Je suis heureux de vous retrouver avec nos collègues de la commission des affaires étrangères, de la défense et des forces armées pour une table ronde consacrée à l'Arctique. Cette région polaire se trouve au coeur des préoccupations de nos deux commissions : à l'avant-poste du réchauffement climatique et de ses conséquences inquiétantes pour l'état de santé de notre planète, l'Arctique est simultanément devenu, depuis quelques années, un enjeu de puissance économique et stratégique pour un certain nombre d'États comme les États-Unis, la Russie ou la Chine. D'où cette initiative commune, donc je me réjouis, qui nous offrira une approche croisée et riche sur ce sujet complexe.
Nous le savons, l'année 2021 sera cruciale pour le climat et pour notre capacité à relever les défis que nous avons unanimement salués dans le cadre de l'accord de Paris en 2015. Une limitation du réchauffement climatique à 1,5 degré, une neutralité carbone à l'horizon 2050, des stratégies de long terme ambitieuses pour réduire nos émissions de gaz à effet de serre (GES) : ces objectifs demandent encore d'importants efforts, car cinq ans après la COP 21, nous ne sommes toujours pas sur la bonne trajectoire. L'année 2020 devait porter le relèvement des ambitions climatiques de la France, mais le contexte sanitaire a repoussé cette échéance majeure à la COP 26 qui se tiendra normalement en novembre 2021 à Glasgow.
Si la crise sanitaire que nous traversons est éprouvante, difficile pour beaucoup d'entre nous et sans précédent, la crise climatique qui se trouve devant nous est sans commune mesure, comme l'a rappelé, lors du sommet de décembre, le secrétaire général des Nations unies, M. Guterres, qui a exhorté le monde à « arrêter de faire la guerre à la planète » et à « déclarer l'état d'urgence climatique ».
Selon de nombreux chercheurs, l'Arctique fait figure de région sentinelle en matière de lutte contre le changement climatique. Elle se réchauffe deux fois plus vite que le reste de la planète. La persistance sur de nombreux mois, depuis l'hiver dernier, de températures très au-dessus des moyennes de saison inquiète particulièrement.

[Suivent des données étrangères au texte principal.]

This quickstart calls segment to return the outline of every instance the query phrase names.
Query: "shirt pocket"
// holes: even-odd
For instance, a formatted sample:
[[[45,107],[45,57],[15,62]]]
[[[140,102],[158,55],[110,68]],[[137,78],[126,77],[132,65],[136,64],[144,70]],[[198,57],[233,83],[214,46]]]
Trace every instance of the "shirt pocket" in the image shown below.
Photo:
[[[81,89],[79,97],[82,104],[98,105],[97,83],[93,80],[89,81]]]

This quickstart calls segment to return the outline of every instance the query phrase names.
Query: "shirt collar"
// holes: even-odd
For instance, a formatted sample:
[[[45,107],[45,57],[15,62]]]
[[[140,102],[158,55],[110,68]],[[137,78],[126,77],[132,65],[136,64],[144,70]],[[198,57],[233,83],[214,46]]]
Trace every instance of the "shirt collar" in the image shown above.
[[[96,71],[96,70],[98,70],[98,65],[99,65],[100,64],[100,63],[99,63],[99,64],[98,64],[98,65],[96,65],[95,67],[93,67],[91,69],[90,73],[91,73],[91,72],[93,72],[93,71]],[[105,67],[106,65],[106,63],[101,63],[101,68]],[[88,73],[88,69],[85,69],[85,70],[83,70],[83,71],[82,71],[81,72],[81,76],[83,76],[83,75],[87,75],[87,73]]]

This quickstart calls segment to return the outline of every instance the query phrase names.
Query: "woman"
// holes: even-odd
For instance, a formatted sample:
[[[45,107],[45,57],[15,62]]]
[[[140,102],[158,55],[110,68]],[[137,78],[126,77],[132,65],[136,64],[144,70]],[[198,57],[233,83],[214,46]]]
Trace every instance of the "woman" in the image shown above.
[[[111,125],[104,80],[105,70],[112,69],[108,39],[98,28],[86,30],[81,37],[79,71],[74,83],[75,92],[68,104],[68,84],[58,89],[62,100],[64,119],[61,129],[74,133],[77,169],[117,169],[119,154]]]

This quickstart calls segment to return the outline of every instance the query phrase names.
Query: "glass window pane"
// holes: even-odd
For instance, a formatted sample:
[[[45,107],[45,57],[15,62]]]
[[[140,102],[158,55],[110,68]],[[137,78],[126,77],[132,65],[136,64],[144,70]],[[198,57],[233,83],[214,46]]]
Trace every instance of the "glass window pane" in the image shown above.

Notre commission de l'aménagement du territoire et du développement durable, qui suit de près ces sujets, avait envoyé une délégation au Svalbard à l'été 2016, afin d'aller, quelques mois après l'accord de Paris, au plus près des conséquences du réchauffement climatique.
Ce déplacement avait mis en évidence les conséquences du réchauffement climatique dans la région - fonte de la banquise, fonte du pergélisol, libération de GES comme le carbone et le méthane - autant de facteurs qui créent une boucle de rétroactions positives accélérant le réchauffement, également appelée « processus d'amplification ». Certains se souviennent probablement des fameuses « courbes en crocodile » que Kim Holmen, le directeur scientifique de l'Institut polaire norvégien au Svalbard, avait commentées : elles mettaient en évidence la différence entre ce que l'on mesure et ce que l'on devrait mesurer sans l'ajout de CO2 dans l'atmosphère du fait de la disparition du phénomène d'effet miroir de la neige. Selon certains experts, la banquise en Arctique pourrait même totalement disparaître en été dès 2030.

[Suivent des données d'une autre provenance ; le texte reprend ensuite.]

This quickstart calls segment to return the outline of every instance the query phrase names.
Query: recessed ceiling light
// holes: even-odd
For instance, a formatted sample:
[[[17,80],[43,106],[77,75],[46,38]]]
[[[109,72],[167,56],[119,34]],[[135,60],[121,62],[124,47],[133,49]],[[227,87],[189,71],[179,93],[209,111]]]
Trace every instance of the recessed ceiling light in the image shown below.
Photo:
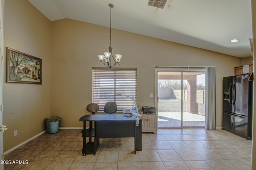
[[[233,40],[231,40],[230,41],[232,42],[236,42],[239,41],[239,40],[238,39],[233,39]]]

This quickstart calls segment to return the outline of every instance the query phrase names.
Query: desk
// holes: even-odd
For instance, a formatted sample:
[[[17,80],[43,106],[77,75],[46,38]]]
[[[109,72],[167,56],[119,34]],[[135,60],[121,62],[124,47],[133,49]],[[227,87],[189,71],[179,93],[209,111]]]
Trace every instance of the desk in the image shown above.
[[[123,116],[90,114],[80,118],[79,121],[84,122],[82,153],[84,156],[89,152],[94,152],[95,155],[100,138],[134,137],[135,154],[136,151],[142,150],[141,119],[140,120],[139,126],[136,126],[135,116],[130,117]],[[87,121],[94,121],[94,128],[86,129]],[[94,137],[94,142],[90,141],[86,144],[86,137]]]

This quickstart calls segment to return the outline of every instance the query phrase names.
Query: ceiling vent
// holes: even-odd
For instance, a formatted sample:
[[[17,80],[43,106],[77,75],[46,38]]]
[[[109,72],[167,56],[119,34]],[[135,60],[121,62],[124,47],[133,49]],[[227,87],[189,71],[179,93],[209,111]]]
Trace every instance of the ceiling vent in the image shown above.
[[[148,0],[148,5],[164,9],[167,0]]]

Pour débattre de ces questions, mais aussi des enjeux stratégiques de la région, je remercie nos invités : M. Olivier Poivre d'Arvor, ambassadeur en charge des pôles et des enjeux maritimes, avec nous par visioconférence, Mme Heïdi Sevestre, glaciologue, directrice de la communication scientifique à l'International Cryosphere Climate Initiative (ICCI), et M. Mikaa Mered, professeur de géopolitique des pôles arctique et antarctique à l'Institut libre d'étude des relations internationales (Ileri) et qui a récemment contribué à un documentaire passionnant intitulé « Arctique : la guerre du pôle », diffusé sur France 5.